Fonte: Toda crônica. Apresentação e notas de Beatriz Resende; organização de Rachel Valença. Rio de Janeiro, Agir, 2004, vol. II, p. 15. Publicada, originalmente, na revista Careta, de 13/09/1919 e, posteriormente, no livro Vida urbana. São Paulo, Brasiliense, 1956, p. 176.
De uns anos a esta parte, eu não vejo a Avenida nem a Rua do Ouvidor com os olhos de cinco anos para trás. De forma que, sendo assim, não faço reparo nos “almofadinhas”, “melindrosas”, “entupidinhas” e outras criaturas que tanto preocupam os nossos estetas de cinema.
Contudo, leio-lhes as crônicas e fico admirado com o desvelo que têm em tratar dessas cousas de vestuário das moças com ares de que está lançando a excomunhão maior com auxílio da fatal Grécia.
Quando menino, conheci até a anquinha, o tundá; e todos falavam mal dela ou dele, como imoral; entretanto, não deixava o tal adorno ver descoberta nenhuma parte do corpo. Ao contrário. Vieram o droit-devant, a jupe-culotte e outras norteações da alma feminina e todos teimaram em encontrar nesses vestuários das damas provas de impudicícia, de despudor e outras cousas correlatas.
Eu não sei quando eles têm razão, se é quando estimam as mulheres ultradecotadas nos grandes bailes e teatros, ou se é quando acham isto indecente no meio da rua.
Devia-se remediar essas discrepâncias e discordâncias de modo que não fôssemos apelar para o duvidoso critério das propensões dos gregos que não o tinham firme, tanto assim que há estátuas de deuses e heróis deles que possuem até nove cabeças e outras nem oito.

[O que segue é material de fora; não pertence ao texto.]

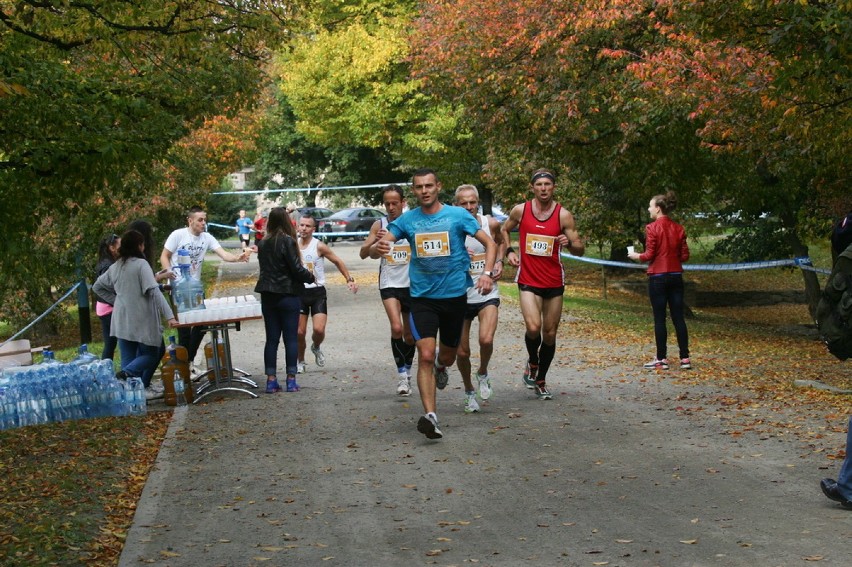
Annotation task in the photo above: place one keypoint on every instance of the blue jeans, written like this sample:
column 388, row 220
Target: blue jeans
column 667, row 289
column 109, row 342
column 844, row 481
column 281, row 319
column 139, row 359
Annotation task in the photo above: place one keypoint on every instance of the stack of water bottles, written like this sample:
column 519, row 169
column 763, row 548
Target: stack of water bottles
column 55, row 391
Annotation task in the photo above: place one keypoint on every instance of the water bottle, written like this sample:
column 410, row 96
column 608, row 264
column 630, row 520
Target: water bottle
column 8, row 420
column 10, row 407
column 23, row 406
column 138, row 405
column 180, row 387
column 180, row 351
column 40, row 404
column 84, row 356
column 115, row 393
column 48, row 358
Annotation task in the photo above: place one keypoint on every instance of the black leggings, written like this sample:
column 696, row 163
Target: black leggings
column 667, row 289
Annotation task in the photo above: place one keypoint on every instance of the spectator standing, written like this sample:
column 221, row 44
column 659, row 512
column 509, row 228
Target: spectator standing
column 394, row 286
column 195, row 239
column 260, row 226
column 840, row 490
column 544, row 228
column 665, row 251
column 138, row 305
column 280, row 285
column 243, row 228
column 107, row 254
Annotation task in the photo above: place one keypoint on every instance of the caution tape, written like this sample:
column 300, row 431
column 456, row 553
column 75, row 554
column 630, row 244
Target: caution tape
column 803, row 263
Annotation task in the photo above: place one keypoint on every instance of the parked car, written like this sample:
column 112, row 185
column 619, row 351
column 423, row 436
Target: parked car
column 355, row 219
column 318, row 213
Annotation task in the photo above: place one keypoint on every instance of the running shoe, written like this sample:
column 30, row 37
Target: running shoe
column 442, row 377
column 470, row 405
column 404, row 386
column 428, row 426
column 530, row 374
column 291, row 384
column 657, row 364
column 485, row 390
column 542, row 392
column 318, row 355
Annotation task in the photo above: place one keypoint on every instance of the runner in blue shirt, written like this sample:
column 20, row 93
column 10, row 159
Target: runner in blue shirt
column 439, row 274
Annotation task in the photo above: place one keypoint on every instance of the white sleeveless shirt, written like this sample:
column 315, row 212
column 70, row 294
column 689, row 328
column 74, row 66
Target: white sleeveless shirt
column 477, row 265
column 313, row 262
column 393, row 266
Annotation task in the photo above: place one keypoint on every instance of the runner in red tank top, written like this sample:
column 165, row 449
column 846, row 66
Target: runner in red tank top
column 545, row 228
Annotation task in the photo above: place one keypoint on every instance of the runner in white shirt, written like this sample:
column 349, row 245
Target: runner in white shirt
column 195, row 239
column 394, row 287
column 482, row 307
column 315, row 298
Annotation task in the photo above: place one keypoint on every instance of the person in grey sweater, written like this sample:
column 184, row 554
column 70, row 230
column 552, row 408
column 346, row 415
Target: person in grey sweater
column 138, row 308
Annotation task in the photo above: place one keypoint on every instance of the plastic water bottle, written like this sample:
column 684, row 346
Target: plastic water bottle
column 139, row 405
column 8, row 412
column 10, row 407
column 84, row 356
column 180, row 387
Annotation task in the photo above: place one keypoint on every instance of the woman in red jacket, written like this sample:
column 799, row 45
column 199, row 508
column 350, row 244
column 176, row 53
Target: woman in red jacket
column 665, row 250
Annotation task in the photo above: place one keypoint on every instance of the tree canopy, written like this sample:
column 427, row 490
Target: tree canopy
column 94, row 98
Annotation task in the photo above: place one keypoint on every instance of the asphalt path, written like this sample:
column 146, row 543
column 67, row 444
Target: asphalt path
column 613, row 471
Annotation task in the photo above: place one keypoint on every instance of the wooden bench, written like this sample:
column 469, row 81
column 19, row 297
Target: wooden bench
column 18, row 353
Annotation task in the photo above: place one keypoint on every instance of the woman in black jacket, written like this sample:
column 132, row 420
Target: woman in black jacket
column 280, row 286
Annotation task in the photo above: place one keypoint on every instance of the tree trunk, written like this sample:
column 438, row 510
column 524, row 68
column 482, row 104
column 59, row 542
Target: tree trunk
column 812, row 287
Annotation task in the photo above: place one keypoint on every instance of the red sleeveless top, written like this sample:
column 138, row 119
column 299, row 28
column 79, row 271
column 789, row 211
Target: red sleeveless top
column 541, row 265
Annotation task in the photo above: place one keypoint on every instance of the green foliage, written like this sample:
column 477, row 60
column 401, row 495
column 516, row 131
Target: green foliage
column 95, row 97
column 760, row 239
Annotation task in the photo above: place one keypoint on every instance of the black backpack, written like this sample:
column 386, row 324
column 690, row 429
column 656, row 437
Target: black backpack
column 841, row 236
column 834, row 311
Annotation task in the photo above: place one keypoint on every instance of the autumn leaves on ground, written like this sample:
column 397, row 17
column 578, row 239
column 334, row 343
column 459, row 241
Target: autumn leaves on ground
column 69, row 490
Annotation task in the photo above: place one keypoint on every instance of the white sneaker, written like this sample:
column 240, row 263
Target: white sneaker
column 485, row 390
column 470, row 405
column 404, row 386
column 150, row 394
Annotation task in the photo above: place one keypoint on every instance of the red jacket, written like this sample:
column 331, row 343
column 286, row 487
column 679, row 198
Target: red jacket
column 665, row 247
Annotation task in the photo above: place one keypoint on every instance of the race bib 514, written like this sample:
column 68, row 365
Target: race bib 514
column 432, row 244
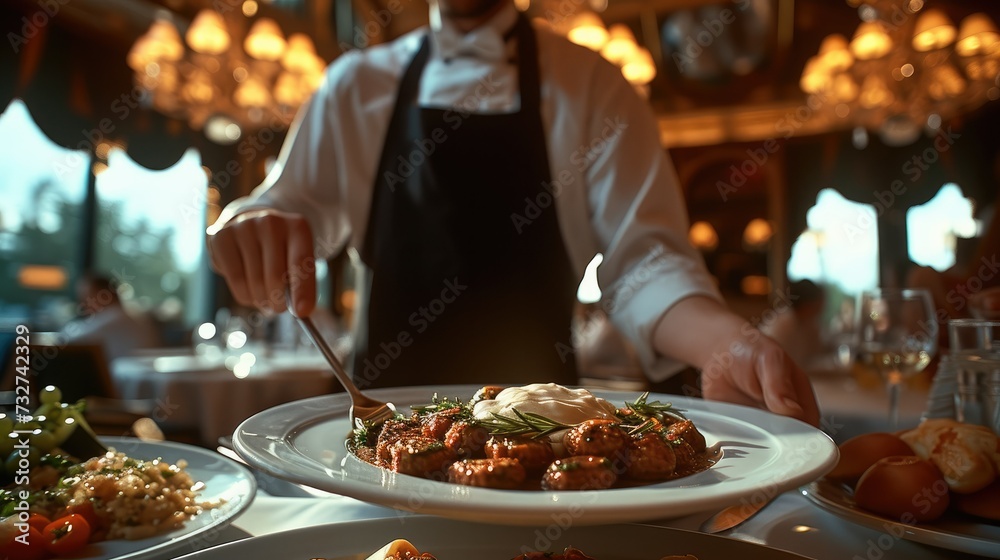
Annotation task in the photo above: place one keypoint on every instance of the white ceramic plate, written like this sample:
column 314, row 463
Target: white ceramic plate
column 953, row 532
column 454, row 540
column 224, row 480
column 763, row 454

A minha ideia era nomear uma comissão que estabelecesse a base de um projeto sobre os comprimentos dos saiotes e dos decotes, fixando o que podia ser visto ou não.
Nessa comissão entrariam sacerdotes e sacerdotisas de todas as religiões, inclusive a de Vênus, estetas acadêmicos ou não, membros da Liga pela Moralidade, da Defesa Nacional e Nacionalista e, mais ainda, alguns negociantes de fazendas, fitas e bugigangas.
Cada um estudaria a questão no seu ponto de vista e todos apresentariam um trabalho completo ao Parlamento Nacional.
O que era difícil era eles se entenderem, mas isso é lá com eles, que devem esforçar-se para tal conseguir, no objetivo da felicidade do país.
Não há uma comissão de inquérito na Câmara para o estudo da questão social que até agora tem dado os melhores resultados? Por que a Comissão de Modas Femininas não virá a dar também?
Tão momentoso assunto deve interessar deveras todos os bons brasileiros, por estar ele causando as mais terríveis inquietações ao bom povo de Minas, Goiás, Paraíba, inclusive Cascadura.
Tudo encarece e fica pela hora da morte; mas toda a nossa gente brasileira tem as vistas voltadas para as coisas do Rio, da Avenida; e é preciso atendê-la quanto antes.